Refira-se que a insulina é uma hormona que faz, naturalmente, parte do organismo e que serve, essencialmente, para fazer com que o açúcar existente no sangue – que é a nossa fonte energética principal – seja bem aproveitado, para nos dar energia. Quando isto não acontece, as pessoas sentem-se com falta de forças e ficam com hiperglicemia. Quando a glicemia está muito elevada, podem existir sintomas com: urinar em grande quantidade e mais vezes; ter sede constante e intensa; sensação de boca seca; fome constante e difícil de saciar; cansaço; comichão no corpo (sobretudo ao nível dos órgãos genitais); ou visão turva.

“Um passo importante para ajudar a estabilizar os valores de glicemia na diabetes, e que depende exclusivamente de cada pessoa, é a aquisição de hábitos de vida saudáveis, o que implica seguir um plano alimentar saudável e ajustado às necessidades de cada um e a prática de atividade física, como, por exemplo, andar a pé no dia-a-dia”, explica a APDP.

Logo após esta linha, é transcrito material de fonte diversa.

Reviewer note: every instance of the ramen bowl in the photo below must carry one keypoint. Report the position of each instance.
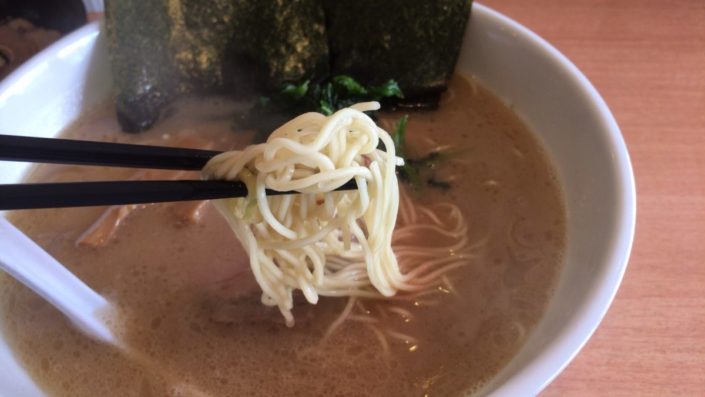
(544, 88)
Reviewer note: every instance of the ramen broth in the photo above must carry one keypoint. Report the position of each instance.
(189, 308)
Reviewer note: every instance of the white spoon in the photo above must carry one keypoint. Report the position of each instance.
(30, 264)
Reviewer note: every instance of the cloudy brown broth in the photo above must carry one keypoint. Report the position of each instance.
(190, 311)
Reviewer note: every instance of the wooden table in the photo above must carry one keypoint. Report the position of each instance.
(647, 59)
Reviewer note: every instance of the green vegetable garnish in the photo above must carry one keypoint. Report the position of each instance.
(325, 97)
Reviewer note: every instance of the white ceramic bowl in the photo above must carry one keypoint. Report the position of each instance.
(546, 90)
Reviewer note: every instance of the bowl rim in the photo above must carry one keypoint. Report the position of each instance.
(545, 366)
(550, 362)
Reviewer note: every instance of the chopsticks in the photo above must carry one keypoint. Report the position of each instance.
(83, 194)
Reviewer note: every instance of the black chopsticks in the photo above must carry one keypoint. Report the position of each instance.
(83, 194)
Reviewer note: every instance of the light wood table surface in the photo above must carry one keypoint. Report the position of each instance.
(647, 59)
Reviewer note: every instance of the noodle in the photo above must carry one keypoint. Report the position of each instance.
(324, 242)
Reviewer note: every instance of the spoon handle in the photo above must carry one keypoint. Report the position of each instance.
(24, 260)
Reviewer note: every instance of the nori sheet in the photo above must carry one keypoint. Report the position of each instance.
(163, 48)
(415, 42)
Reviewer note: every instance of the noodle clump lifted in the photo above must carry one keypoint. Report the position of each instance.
(322, 242)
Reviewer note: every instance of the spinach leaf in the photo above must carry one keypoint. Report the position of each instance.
(325, 97)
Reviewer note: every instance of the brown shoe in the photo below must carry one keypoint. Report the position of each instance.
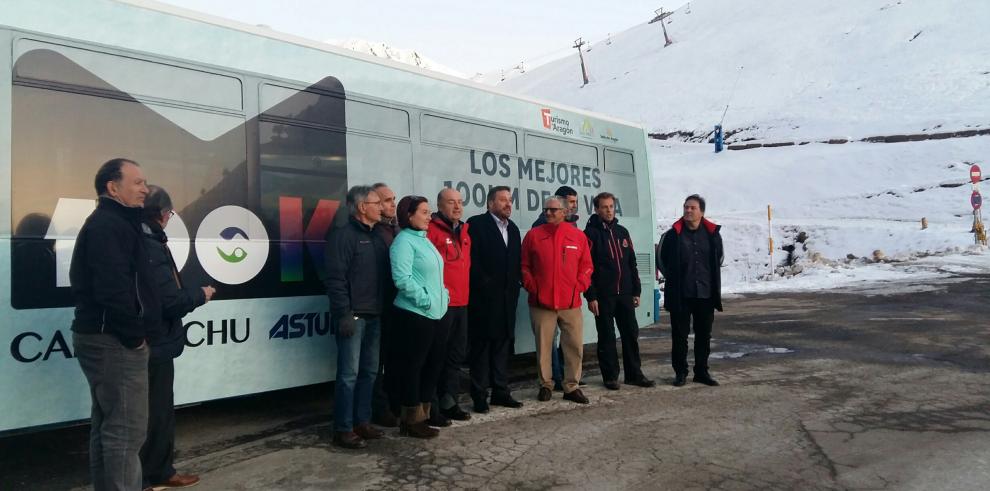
(178, 481)
(385, 419)
(576, 396)
(348, 439)
(413, 423)
(368, 432)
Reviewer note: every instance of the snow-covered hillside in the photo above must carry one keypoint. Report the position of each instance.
(407, 56)
(813, 72)
(811, 69)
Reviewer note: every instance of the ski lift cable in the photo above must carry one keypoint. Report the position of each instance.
(732, 94)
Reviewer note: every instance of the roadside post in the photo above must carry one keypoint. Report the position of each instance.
(770, 238)
(976, 200)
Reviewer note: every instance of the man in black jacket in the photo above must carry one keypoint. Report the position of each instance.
(385, 396)
(166, 339)
(614, 294)
(113, 293)
(357, 278)
(690, 255)
(495, 280)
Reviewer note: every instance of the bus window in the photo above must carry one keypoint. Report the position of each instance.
(60, 138)
(467, 135)
(331, 110)
(129, 77)
(620, 180)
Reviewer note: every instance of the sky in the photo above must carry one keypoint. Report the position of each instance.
(465, 35)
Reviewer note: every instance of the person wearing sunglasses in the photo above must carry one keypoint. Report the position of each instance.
(167, 338)
(495, 249)
(450, 236)
(614, 294)
(357, 279)
(569, 197)
(556, 270)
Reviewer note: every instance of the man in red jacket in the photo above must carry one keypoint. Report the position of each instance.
(556, 270)
(450, 236)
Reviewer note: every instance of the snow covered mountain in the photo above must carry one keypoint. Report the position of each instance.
(407, 56)
(878, 105)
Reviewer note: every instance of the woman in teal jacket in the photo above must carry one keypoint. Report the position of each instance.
(417, 270)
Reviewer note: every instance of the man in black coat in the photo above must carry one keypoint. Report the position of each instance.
(690, 255)
(114, 293)
(495, 282)
(358, 278)
(166, 338)
(614, 294)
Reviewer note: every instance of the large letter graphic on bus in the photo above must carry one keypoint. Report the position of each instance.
(291, 232)
(190, 136)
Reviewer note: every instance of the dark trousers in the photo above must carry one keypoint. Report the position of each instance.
(423, 342)
(455, 321)
(489, 362)
(699, 314)
(385, 396)
(158, 452)
(118, 385)
(618, 311)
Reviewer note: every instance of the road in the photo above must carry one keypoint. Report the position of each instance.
(878, 388)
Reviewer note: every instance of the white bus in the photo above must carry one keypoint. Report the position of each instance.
(258, 132)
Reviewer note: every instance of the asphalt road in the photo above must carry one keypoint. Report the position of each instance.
(884, 387)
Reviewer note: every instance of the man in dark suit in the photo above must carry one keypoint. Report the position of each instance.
(495, 283)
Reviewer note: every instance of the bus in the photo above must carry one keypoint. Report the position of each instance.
(249, 128)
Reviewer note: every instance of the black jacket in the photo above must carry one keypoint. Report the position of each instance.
(358, 272)
(669, 264)
(614, 259)
(165, 335)
(496, 278)
(110, 277)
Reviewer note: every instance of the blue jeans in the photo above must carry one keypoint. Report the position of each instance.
(118, 385)
(357, 367)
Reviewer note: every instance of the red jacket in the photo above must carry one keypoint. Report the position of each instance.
(456, 252)
(556, 266)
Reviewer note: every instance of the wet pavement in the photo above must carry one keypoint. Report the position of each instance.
(885, 388)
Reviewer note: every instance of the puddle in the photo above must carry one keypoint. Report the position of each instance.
(739, 350)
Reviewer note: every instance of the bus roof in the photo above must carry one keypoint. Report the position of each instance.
(309, 43)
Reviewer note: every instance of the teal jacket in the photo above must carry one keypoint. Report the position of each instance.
(417, 270)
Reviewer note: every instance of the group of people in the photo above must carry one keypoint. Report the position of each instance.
(415, 294)
(127, 330)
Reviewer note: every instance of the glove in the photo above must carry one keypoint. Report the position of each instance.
(345, 327)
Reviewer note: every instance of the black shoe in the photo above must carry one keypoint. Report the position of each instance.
(506, 401)
(706, 379)
(348, 439)
(480, 406)
(576, 396)
(438, 420)
(643, 382)
(456, 413)
(544, 395)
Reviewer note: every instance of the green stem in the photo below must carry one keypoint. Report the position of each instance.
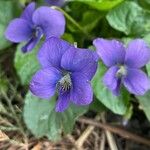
(14, 114)
(71, 20)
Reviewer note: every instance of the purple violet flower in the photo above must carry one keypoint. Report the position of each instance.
(55, 2)
(67, 71)
(33, 24)
(124, 65)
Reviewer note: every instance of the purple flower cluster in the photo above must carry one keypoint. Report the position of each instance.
(33, 24)
(55, 2)
(66, 71)
(124, 65)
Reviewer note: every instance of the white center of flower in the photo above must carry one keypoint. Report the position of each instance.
(65, 83)
(122, 71)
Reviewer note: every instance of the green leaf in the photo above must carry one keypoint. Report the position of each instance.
(97, 106)
(26, 64)
(102, 5)
(128, 17)
(144, 102)
(90, 20)
(117, 104)
(8, 10)
(41, 118)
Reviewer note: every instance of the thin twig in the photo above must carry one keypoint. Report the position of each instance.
(80, 141)
(116, 130)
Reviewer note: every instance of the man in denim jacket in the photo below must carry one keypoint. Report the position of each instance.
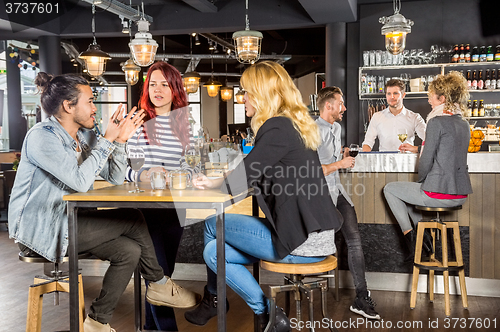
(62, 155)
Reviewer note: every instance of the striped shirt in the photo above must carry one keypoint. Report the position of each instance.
(168, 154)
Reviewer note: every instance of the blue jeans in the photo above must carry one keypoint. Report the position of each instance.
(403, 196)
(248, 239)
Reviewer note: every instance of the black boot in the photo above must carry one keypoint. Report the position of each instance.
(427, 243)
(205, 311)
(410, 243)
(281, 321)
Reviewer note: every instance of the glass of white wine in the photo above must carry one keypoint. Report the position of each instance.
(192, 155)
(135, 159)
(402, 135)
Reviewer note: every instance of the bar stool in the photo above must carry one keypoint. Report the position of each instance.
(294, 283)
(56, 283)
(433, 264)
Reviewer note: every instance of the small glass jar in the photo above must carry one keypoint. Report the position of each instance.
(178, 179)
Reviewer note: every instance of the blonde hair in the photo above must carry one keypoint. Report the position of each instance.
(453, 87)
(272, 93)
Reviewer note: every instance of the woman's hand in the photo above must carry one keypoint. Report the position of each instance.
(408, 147)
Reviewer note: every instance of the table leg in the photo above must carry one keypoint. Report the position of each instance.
(73, 267)
(221, 268)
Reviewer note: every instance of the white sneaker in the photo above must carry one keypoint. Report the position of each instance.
(90, 325)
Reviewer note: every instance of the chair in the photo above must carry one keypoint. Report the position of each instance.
(56, 283)
(445, 265)
(294, 283)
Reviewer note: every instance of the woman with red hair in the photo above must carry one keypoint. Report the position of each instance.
(163, 137)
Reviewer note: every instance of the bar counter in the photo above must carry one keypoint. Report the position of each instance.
(382, 238)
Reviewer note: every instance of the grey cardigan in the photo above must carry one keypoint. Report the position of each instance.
(443, 164)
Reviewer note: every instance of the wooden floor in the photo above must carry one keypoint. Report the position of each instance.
(16, 276)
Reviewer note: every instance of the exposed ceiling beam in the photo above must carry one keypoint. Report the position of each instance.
(203, 6)
(118, 8)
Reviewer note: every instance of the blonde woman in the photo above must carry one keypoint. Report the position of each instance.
(284, 170)
(443, 178)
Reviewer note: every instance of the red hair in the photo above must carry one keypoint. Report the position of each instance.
(179, 115)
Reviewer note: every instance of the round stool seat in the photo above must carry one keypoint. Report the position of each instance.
(436, 209)
(328, 264)
(29, 256)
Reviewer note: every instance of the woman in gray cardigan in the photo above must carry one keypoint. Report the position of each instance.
(443, 178)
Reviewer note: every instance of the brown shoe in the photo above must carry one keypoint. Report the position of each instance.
(90, 325)
(171, 295)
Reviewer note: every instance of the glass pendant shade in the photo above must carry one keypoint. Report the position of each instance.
(191, 81)
(226, 93)
(212, 87)
(395, 29)
(239, 96)
(95, 60)
(131, 71)
(143, 47)
(247, 45)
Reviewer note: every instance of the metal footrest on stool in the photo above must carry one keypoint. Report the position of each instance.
(295, 284)
(445, 265)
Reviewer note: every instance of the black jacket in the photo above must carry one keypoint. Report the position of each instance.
(289, 184)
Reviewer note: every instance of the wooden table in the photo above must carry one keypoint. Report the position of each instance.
(119, 197)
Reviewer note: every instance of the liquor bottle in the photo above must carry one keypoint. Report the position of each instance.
(461, 56)
(487, 80)
(482, 54)
(456, 54)
(474, 108)
(480, 110)
(493, 83)
(467, 53)
(480, 81)
(475, 54)
(490, 56)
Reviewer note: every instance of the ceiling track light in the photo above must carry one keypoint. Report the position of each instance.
(395, 28)
(247, 42)
(95, 59)
(143, 47)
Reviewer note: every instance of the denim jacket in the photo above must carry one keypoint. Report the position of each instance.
(49, 170)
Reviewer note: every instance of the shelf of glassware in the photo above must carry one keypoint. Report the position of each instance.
(421, 94)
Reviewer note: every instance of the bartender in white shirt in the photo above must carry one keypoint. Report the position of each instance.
(386, 123)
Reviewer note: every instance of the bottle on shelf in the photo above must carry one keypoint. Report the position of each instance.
(480, 81)
(468, 112)
(482, 54)
(474, 80)
(455, 55)
(467, 53)
(487, 80)
(475, 54)
(490, 56)
(461, 56)
(480, 110)
(474, 108)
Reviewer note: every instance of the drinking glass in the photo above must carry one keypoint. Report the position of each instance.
(353, 150)
(135, 159)
(402, 134)
(193, 157)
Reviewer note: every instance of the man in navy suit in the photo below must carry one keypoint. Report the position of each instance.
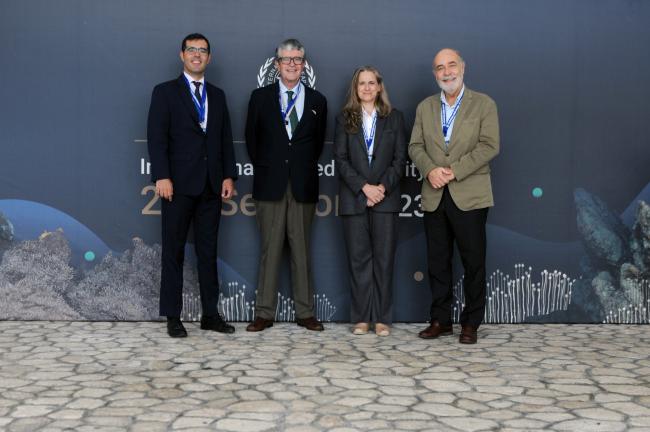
(285, 131)
(193, 165)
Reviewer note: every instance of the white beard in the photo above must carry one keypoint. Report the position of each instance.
(452, 86)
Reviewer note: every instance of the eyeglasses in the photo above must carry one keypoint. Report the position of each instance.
(194, 50)
(288, 60)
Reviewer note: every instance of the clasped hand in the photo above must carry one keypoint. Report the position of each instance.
(374, 194)
(439, 177)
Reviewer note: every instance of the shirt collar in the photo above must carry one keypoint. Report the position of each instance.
(459, 97)
(366, 115)
(284, 89)
(190, 79)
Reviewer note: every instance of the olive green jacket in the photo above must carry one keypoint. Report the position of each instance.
(474, 142)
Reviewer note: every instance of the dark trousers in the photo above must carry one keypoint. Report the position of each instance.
(280, 221)
(204, 210)
(370, 240)
(443, 226)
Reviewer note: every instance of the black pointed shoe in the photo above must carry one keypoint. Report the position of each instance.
(175, 327)
(216, 323)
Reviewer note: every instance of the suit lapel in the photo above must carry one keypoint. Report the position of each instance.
(275, 104)
(436, 127)
(186, 97)
(465, 106)
(305, 112)
(379, 129)
(212, 109)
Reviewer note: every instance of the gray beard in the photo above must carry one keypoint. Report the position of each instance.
(450, 88)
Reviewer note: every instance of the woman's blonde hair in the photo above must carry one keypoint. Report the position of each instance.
(352, 108)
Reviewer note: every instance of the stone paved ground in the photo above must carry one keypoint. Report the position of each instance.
(80, 376)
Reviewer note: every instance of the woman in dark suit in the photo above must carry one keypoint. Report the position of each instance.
(370, 153)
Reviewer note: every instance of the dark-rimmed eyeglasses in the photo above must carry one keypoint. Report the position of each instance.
(194, 50)
(288, 60)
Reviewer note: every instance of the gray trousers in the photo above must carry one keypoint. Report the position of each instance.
(371, 239)
(277, 221)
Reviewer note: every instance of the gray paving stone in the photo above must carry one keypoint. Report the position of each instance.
(89, 376)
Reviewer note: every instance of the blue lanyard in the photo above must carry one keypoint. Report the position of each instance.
(199, 104)
(290, 103)
(447, 122)
(369, 138)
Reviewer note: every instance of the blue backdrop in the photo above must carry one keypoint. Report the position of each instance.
(567, 238)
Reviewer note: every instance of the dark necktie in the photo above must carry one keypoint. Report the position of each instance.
(293, 116)
(197, 90)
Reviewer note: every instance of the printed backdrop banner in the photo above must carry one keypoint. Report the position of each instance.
(568, 238)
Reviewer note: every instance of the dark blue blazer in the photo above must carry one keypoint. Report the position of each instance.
(178, 147)
(278, 159)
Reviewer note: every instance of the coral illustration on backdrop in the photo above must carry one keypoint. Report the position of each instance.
(617, 262)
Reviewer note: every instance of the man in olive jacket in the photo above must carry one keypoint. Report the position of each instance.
(455, 135)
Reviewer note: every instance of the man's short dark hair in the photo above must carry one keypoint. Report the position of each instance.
(195, 36)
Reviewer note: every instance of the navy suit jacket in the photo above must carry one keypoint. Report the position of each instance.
(278, 159)
(387, 167)
(178, 147)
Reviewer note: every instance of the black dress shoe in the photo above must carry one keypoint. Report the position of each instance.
(310, 323)
(468, 335)
(216, 323)
(259, 324)
(175, 327)
(436, 330)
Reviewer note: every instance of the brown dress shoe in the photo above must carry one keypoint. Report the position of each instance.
(435, 330)
(468, 335)
(310, 323)
(259, 324)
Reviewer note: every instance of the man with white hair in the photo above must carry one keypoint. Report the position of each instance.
(285, 132)
(455, 135)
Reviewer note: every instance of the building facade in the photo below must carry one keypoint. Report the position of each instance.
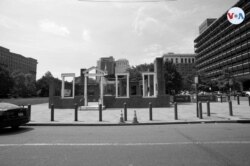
(206, 24)
(225, 46)
(185, 63)
(16, 62)
(107, 64)
(121, 65)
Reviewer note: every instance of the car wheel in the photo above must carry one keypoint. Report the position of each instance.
(15, 127)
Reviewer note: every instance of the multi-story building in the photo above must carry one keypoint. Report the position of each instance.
(185, 63)
(206, 24)
(226, 46)
(121, 65)
(16, 62)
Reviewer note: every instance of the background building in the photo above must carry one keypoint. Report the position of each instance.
(121, 65)
(224, 46)
(14, 62)
(206, 24)
(107, 64)
(185, 63)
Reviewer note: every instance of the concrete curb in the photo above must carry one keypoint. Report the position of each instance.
(131, 124)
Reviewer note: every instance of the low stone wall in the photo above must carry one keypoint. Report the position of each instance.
(136, 101)
(65, 103)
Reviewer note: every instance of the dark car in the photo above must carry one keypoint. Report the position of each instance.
(13, 116)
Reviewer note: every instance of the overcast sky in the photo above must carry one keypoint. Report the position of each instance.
(66, 35)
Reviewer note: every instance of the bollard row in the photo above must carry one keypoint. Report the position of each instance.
(199, 110)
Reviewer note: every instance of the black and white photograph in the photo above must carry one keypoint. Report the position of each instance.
(124, 83)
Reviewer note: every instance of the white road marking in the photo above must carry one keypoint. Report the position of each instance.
(125, 144)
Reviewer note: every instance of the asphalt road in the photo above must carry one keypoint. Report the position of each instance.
(163, 145)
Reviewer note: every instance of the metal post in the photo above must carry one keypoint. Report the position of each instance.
(230, 108)
(249, 100)
(208, 108)
(29, 110)
(197, 108)
(238, 99)
(125, 111)
(29, 107)
(100, 112)
(150, 111)
(175, 111)
(52, 112)
(76, 112)
(200, 110)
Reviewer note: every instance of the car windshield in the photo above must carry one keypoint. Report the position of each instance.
(7, 106)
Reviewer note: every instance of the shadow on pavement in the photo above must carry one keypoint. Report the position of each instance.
(10, 131)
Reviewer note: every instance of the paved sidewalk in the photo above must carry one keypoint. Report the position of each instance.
(40, 115)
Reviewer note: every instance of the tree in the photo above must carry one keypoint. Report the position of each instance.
(6, 83)
(173, 79)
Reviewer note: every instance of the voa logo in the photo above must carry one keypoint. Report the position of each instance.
(235, 15)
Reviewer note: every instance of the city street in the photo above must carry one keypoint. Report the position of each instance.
(155, 145)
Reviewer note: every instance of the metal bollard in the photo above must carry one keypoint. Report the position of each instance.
(52, 112)
(29, 110)
(29, 107)
(208, 108)
(125, 111)
(230, 108)
(76, 112)
(150, 111)
(249, 100)
(200, 110)
(175, 111)
(238, 99)
(100, 112)
(197, 109)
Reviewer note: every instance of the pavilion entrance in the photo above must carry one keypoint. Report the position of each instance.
(93, 88)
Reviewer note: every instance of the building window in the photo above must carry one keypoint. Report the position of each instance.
(122, 85)
(68, 85)
(149, 84)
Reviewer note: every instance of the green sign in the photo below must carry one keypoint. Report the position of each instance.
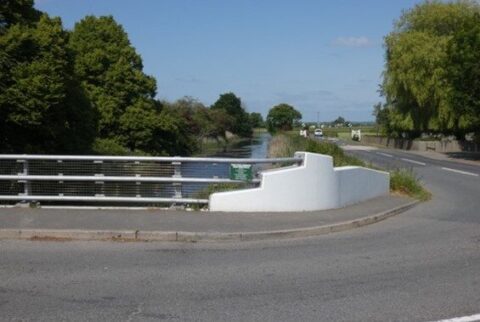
(241, 172)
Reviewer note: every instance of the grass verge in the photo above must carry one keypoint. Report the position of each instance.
(401, 181)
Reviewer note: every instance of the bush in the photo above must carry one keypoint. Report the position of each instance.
(405, 182)
(217, 187)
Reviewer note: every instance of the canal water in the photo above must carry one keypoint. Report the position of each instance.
(256, 148)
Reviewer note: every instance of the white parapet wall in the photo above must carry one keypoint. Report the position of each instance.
(356, 184)
(315, 185)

Cada vez há mais diabéticos

O número de diabéticos tem vindo a aumentar no nosso país, que continua a situar-se, a nível europeu, entre os que têm mais percentagem da população com esta doença crónica. Atualmente, a diabetes é a mais comum das doenças não transmissíveis com elevada prevalência e incidência crescente. Atinge já cerca de 415 milhões de pessoas em todo o mundo.

Em Portugal, “as estimativas apontam para uma prevalência entre 9,8% e 13,3% na população adulta e idosa, ou seja, mais de um milhão de portugueses”, referiu recentemente Pedro Teixeira, diretor do Programa Nacional para a Promoção da Atividade Física da Direção-Geral da Saúde.

“A inatividade física é um dos principais fatores de risco da diabetes tipo 2, responsável por cerca de 95% de todos os casos de diabetes, sendo a atividade física regular um dos pilares do tratamento”, acrescentou o mesmo responsável.